Though it seems pretty clear that this is a sculpin, I am unclear as to the species. I only guess tidepool because it was discovered in a tide pool! A huge tire left on the beach has filled with water and now acts as a tide pool full of creatures. This fish was about 9cm long, seemingly resting on the stone in the tide pool.
These small anemone (3-5cm across) completely cover the sandy areas of Mee Kwa Mooks. The two pictures included depict anemones from farther up the beach (furthest from the water) and others nearer the water. The anemone higher up on the beach are consistently covered in bits of shell, while the ones closer to the water are quite exposed. It seems that the bits of shell must be an adaptation to the greater exposure high up the shore- more time under the sun and in the open air. The bits of brilliant white hell would efficiently deflect UV rays from the delicate anemone. I am guessing that these are aggregating anemones, which means that they are clones of each other.
Troschel's Sea Star is not unlike the Ochre or Purple sea star except in that it's limbs are considerably slimmer and the central disk much smaller. This one was exposed on a rock at low tide, but at the very lowest portion of the inter-tidal zone, only about 1m from the water at the tide's lowest point.
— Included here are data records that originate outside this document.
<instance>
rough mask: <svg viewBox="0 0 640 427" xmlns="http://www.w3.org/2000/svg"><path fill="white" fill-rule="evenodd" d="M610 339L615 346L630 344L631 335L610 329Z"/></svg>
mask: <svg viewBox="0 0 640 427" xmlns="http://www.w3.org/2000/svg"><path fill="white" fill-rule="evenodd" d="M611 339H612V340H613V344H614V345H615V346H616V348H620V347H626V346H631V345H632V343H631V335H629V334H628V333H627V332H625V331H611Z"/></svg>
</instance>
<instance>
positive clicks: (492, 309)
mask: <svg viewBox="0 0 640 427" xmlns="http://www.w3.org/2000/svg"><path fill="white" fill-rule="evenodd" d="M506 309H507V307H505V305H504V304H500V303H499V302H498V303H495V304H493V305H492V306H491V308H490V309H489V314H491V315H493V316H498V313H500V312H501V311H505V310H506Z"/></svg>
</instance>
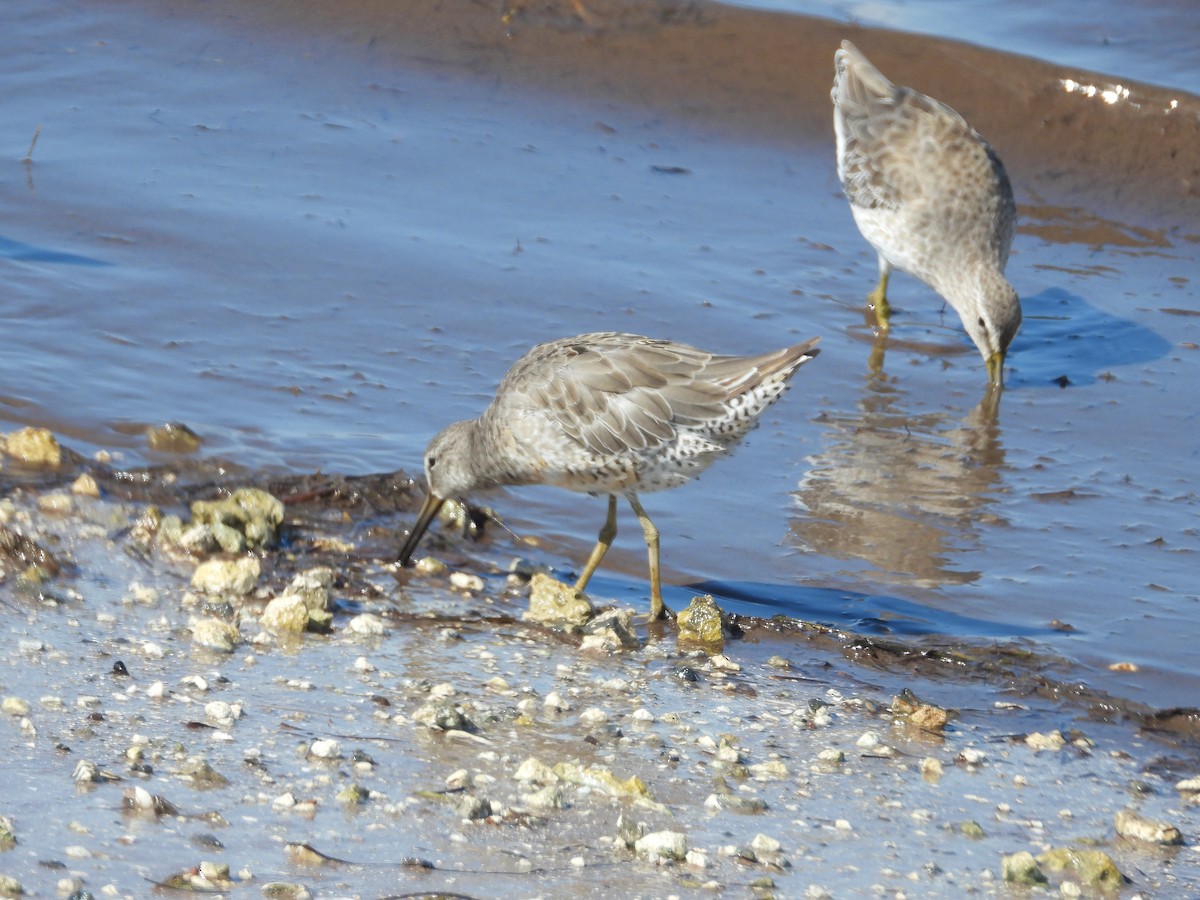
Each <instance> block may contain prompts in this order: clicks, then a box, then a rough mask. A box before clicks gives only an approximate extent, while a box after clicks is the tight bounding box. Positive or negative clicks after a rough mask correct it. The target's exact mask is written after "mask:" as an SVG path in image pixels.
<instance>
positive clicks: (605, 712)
mask: <svg viewBox="0 0 1200 900" xmlns="http://www.w3.org/2000/svg"><path fill="white" fill-rule="evenodd" d="M580 721H581V722H583V724H584V725H604V724H605V722H606V721H608V714H607V713H606V712H605V710H602V709H600V708H599V707H588V708H587V709H584V710H583V712H582V713H580Z"/></svg>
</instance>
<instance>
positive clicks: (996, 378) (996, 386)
mask: <svg viewBox="0 0 1200 900" xmlns="http://www.w3.org/2000/svg"><path fill="white" fill-rule="evenodd" d="M988 382H989V383H990V384H992V385H995V386H996V388H1003V386H1004V354H1003V353H994V354H991V355H990V356H989V358H988Z"/></svg>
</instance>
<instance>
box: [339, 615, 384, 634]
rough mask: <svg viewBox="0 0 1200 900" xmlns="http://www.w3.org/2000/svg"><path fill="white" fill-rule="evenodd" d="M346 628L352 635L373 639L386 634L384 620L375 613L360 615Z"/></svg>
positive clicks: (351, 620) (350, 633)
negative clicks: (373, 638)
mask: <svg viewBox="0 0 1200 900" xmlns="http://www.w3.org/2000/svg"><path fill="white" fill-rule="evenodd" d="M346 628H347V630H348V631H350V634H354V635H366V636H372V637H373V636H378V635H382V634H383V632H384V626H383V619H380V618H379V617H378V616H376V614H374V613H373V612H364V613H359V614H358V616H355V617H354V618H353V619H350V620H349V622H348V623H347V624H346Z"/></svg>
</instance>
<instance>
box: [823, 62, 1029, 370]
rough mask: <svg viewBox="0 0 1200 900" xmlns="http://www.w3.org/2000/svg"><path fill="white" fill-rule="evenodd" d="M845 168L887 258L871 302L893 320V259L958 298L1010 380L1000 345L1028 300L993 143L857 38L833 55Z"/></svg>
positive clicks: (853, 208) (943, 294) (947, 296)
mask: <svg viewBox="0 0 1200 900" xmlns="http://www.w3.org/2000/svg"><path fill="white" fill-rule="evenodd" d="M834 65H835V68H836V74H835V77H834V83H833V94H832V96H833V104H834V116H833V122H834V131H835V132H836V136H838V176H839V178H840V179H841V184H842V188H844V190H845V191H846V197H847V198H848V199H850V208H851V210H852V211H853V214H854V222H856V223H857V224H858V229H859V230H860V232H862V233H863V236H864V238H866V240H868V241H870V244H871V246H874V247H875V251H876V253H878V257H880V281H878V284H877V286H876V288H875V290H872V292H871V293H870V295H869V296H868V301H869V302H870V304H871V305H872V306H874V307H875V316H876V322H877V324H878V326H880V328H881V329H882V330H884V331H886V330H887V328H888V316H889V313H890V310H889V307H888V300H887V290H888V276H889V275H890V272H892V269H893V268H896V269H901V270H904V271H906V272H908V274H911V275H914V276H917V277H918V278H920V280H922V281H923V282H925V283H926V284H929V286H930V287H931V288H934V290H936V292H937V293H938V294H941V295H942V296H943V298H946V300H947V301H948V302H949V305H950V306H953V307H954V308H955V310H956V311H958V313H959V317H960V318H961V319H962V325H964V328H966V330H967V334H968V335H970V336H971V340H972V341H974V344H976V347H978V348H979V353H980V354H982V355H983V358H984V361H985V362H986V364H988V378H989V380H990V382H991V383H992V384H995V385H1000V384H1002V383H1003V365H1004V354H1006V353H1007V352H1008V346H1009V343H1012V341H1013V337H1014V336H1015V335H1016V330H1018V329H1019V328H1020V326H1021V305H1020V301H1019V300H1018V299H1016V292H1015V290H1014V289H1013V286H1012V284H1009V283H1008V280H1007V278H1004V265H1006V263H1007V262H1008V251H1009V247H1010V246H1012V244H1013V232H1014V229H1015V226H1016V205H1015V203H1014V202H1013V187H1012V185H1010V184H1009V182H1008V175H1006V174H1004V167H1003V166H1002V164H1001V162H1000V158H998V157H997V156H996V154H995V151H994V150H992V149H991V148H990V146H989V145H988V144H986V142H984V139H983V138H980V137H979V134H978V133H977V132H976V131H974V128H972V127H971V126H970V125H967V122H966V120H965V119H964V118H962V116H961V115H959V114H958V113H955V112H954V110H953V109H950V108H949V107H948V106H946V104H944V103H940V102H938V101H936V100H934V98H932V97H926V96H925V95H924V94H919V92H918V91H914V90H911V89H910V88H898V86H896V85H894V84H892V82H889V80H888V79H887V78H884V77H883V74H882V73H881V72H880V70H877V68H876V67H875V66H872V65H871V62H870V61H869V60H868V59H866V56H864V55H863V54H862V53H860V52H859V50H858V48H857V47H854V44H852V43H851V42H850V41H842V42H841V49H840V50H838V53H836V55H835V56H834Z"/></svg>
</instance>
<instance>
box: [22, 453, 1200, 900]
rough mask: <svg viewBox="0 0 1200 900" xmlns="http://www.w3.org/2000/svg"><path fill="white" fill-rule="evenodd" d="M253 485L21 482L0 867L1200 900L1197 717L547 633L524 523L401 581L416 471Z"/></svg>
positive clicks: (746, 657) (1182, 711)
mask: <svg viewBox="0 0 1200 900" xmlns="http://www.w3.org/2000/svg"><path fill="white" fill-rule="evenodd" d="M234 468H235V467H229V466H222V464H218V463H215V462H206V463H196V464H191V466H187V467H169V468H167V467H163V468H152V469H114V468H112V467H108V466H104V464H100V463H96V462H94V461H89V460H84V458H80V457H78V456H74V455H72V454H70V452H67V454H66V455H65V458H64V460H62V461H61V462H60V464H59V466H58V467H56V468H55V469H54V470H53V472H50V470H47V469H44V468H42V469H36V468H35V469H29V468H24V467H19V466H18V467H17V468H16V470H14V469H13V467H11V466H10V467H8V468H7V470H6V473H5V475H4V479H2V487H4V499H2V502H0V520H2V539H4V540H2V541H0V544H2V547H4V556H2V572H4V578H2V582H0V586H2V589H4V598H5V600H4V606H5V614H6V616H7V617H8V620H10V642H8V647H10V649H8V652H7V653H6V654H5V659H4V664H2V670H0V684H2V694H4V713H5V715H4V719H2V728H0V736H2V742H4V752H5V756H6V762H5V784H6V794H5V798H4V803H2V806H0V814H2V815H4V816H5V824H6V827H7V828H8V829H10V832H11V834H12V840H10V841H8V842H7V844H6V850H4V851H0V875H6V876H8V877H11V878H14V880H16V881H17V882H19V883H20V886H22V887H23V889H24V890H25V892H26V893H31V894H35V895H48V894H52V893H54V892H58V893H59V894H70V893H72V892H90V894H91V895H94V896H144V895H146V894H148V893H149V892H150V889H151V886H155V884H157V886H161V887H162V888H172V889H175V890H188V892H205V893H220V894H228V895H257V894H259V893H260V894H262V895H266V896H310V895H311V896H400V895H402V896H426V895H428V896H436V895H455V896H529V895H550V896H554V895H559V896H560V895H564V894H566V893H572V894H581V895H586V896H611V895H614V892H616V893H617V894H620V895H628V896H670V895H678V896H704V895H742V896H826V895H828V896H845V895H863V894H866V893H874V894H877V895H883V896H892V895H898V896H899V895H910V896H911V895H913V894H919V895H923V896H961V895H964V894H965V893H970V894H976V895H991V894H1001V895H1004V894H1007V893H1008V892H1010V890H1012V889H1013V881H1012V880H1016V881H1018V883H1022V884H1025V883H1028V884H1033V886H1037V884H1043V886H1048V887H1049V889H1054V890H1056V892H1057V890H1060V889H1061V890H1062V892H1063V893H1064V894H1068V895H1070V894H1075V895H1078V893H1079V892H1082V893H1084V894H1087V895H1093V894H1096V893H1105V894H1112V893H1117V894H1121V895H1128V896H1136V895H1144V896H1154V895H1180V896H1182V895H1188V894H1192V893H1194V892H1195V890H1196V889H1198V888H1200V860H1198V859H1196V857H1195V852H1194V841H1195V835H1196V834H1198V829H1200V821H1198V820H1200V815H1198V812H1200V806H1198V805H1196V803H1195V800H1196V799H1200V793H1194V792H1193V791H1194V790H1195V788H1198V787H1200V781H1198V780H1196V779H1195V776H1196V775H1198V774H1200V754H1198V752H1196V749H1198V745H1196V742H1195V731H1194V730H1195V722H1196V714H1195V710H1162V712H1153V710H1147V709H1133V708H1128V707H1122V704H1121V703H1118V702H1116V701H1114V700H1112V698H1106V697H1102V696H1096V695H1090V694H1086V692H1084V691H1081V689H1080V686H1079V685H1075V684H1072V683H1070V682H1067V680H1061V679H1060V678H1058V674H1060V672H1061V668H1060V666H1058V665H1057V664H1056V661H1055V660H1052V659H1049V658H1045V656H1038V655H1034V654H1033V653H1031V652H1030V650H1028V649H1027V648H1025V647H1022V646H1020V644H1013V646H1008V647H1001V646H974V647H972V646H971V644H970V643H953V642H938V644H937V646H930V644H928V643H923V642H912V643H907V644H906V643H905V642H902V641H895V640H881V638H878V637H872V636H869V635H854V634H851V632H846V631H835V630H832V629H828V628H822V626H816V625H806V624H805V623H802V622H797V620H782V619H780V620H775V622H772V620H755V619H752V618H749V617H731V618H728V619H726V623H725V630H724V640H721V641H718V642H708V643H696V642H695V641H692V642H690V643H689V642H686V641H683V640H680V636H679V631H678V629H677V626H676V625H673V624H666V625H655V626H653V628H648V626H647V625H646V624H644V616H642V619H641V622H640V620H638V618H637V616H638V613H644V610H632V611H631V612H632V616H629V614H628V613H626V614H624V623H625V626H624V628H623V629H611V628H610V629H607V630H599V631H592V632H590V634H589V632H588V629H587V628H583V629H582V631H580V630H575V629H566V628H563V626H559V625H553V624H551V625H547V624H544V623H539V622H530V620H528V619H527V618H526V612H527V611H528V610H529V606H530V601H529V575H530V572H535V571H536V566H535V565H534V564H532V563H529V562H527V560H524V562H516V563H515V562H514V560H518V559H520V556H518V553H517V551H518V548H517V547H515V546H512V545H511V542H510V540H509V539H508V536H506V535H499V536H493V538H491V539H488V540H482V541H480V540H479V538H480V535H476V539H468V538H464V536H461V535H456V534H455V532H454V530H452V529H449V528H448V529H446V532H445V534H446V538H445V539H444V540H442V541H434V544H433V557H434V559H436V560H444V563H443V564H430V563H426V564H425V565H424V566H422V568H419V569H418V570H416V571H414V570H398V569H397V566H396V564H395V563H394V560H392V558H394V553H395V550H394V547H395V542H396V540H397V538H398V536H400V534H401V532H400V530H398V528H397V516H398V517H400V518H403V517H404V516H406V515H408V514H410V512H412V511H413V510H414V509H415V506H416V504H418V499H419V498H418V493H419V491H418V486H416V485H414V484H413V482H412V481H410V480H408V479H406V478H403V476H402V475H388V476H373V478H354V479H349V478H336V476H322V475H307V476H287V478H280V476H275V478H270V479H268V478H262V476H254V475H253V474H252V473H245V472H236V470H233V472H230V469H234ZM250 494H253V497H254V498H256V499H254V500H253V502H251V500H250V499H247V497H248V496H250ZM230 500H232V502H233V503H230ZM198 502H199V503H198ZM214 509H222V510H226V511H224V512H221V514H220V515H212V516H210V515H209V512H211V510H214ZM230 509H234V510H242V511H246V510H250V511H248V512H246V514H245V515H242V514H241V512H233V514H230V512H229V510H230ZM264 510H266V512H264ZM264 522H266V524H264ZM173 523H175V524H174V526H173ZM205 523H206V524H205ZM222 528H224V529H228V530H227V532H222V530H221V529H222ZM239 535H240V538H239ZM218 539H220V540H218ZM221 540H224V541H230V540H232V541H234V542H236V541H238V540H244V541H247V542H248V544H250V545H251V548H248V550H244V551H242V552H240V553H232V552H227V551H221V550H220V547H218V546H217V544H218V542H220V541H221ZM296 608H300V610H301V618H300V619H299V622H298V620H296V619H295V618H293V617H292V613H293V612H294V611H295V610H296ZM281 611H282V612H281ZM1022 852H1027V853H1031V854H1032V856H1033V859H1028V858H1026V857H1022V856H1020V854H1021V853H1022ZM1022 864H1024V865H1025V866H1027V868H1021V866H1022ZM1025 880H1027V881H1025ZM1063 886H1066V887H1063ZM78 895H79V896H83V895H84V894H78Z"/></svg>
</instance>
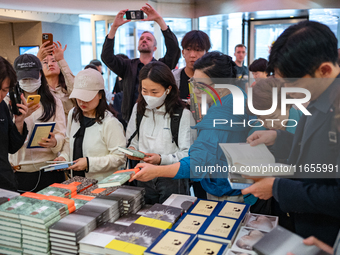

On two separate parts of the beach I came across these squishy nudibranchs. Both were about 10cm long, and the second accompanied by long white ribbons of eggs! Nudibranch, means "naked lung" in latin, likely named for the soft and shaggy outer membrane of these creatures that they use to breathe. Both were very very soft and hardly reacted to my touching them. I was amazed at how quickly they moved!
We found this little nudibranch (sea slug) when we scooped water into a tray from a bed of eel grass. Here it is pictured on top of a sand collar. The body was only about 2 cm long. I am guessing it was a young nudibranch, but I don't think that this species grows all that much larger.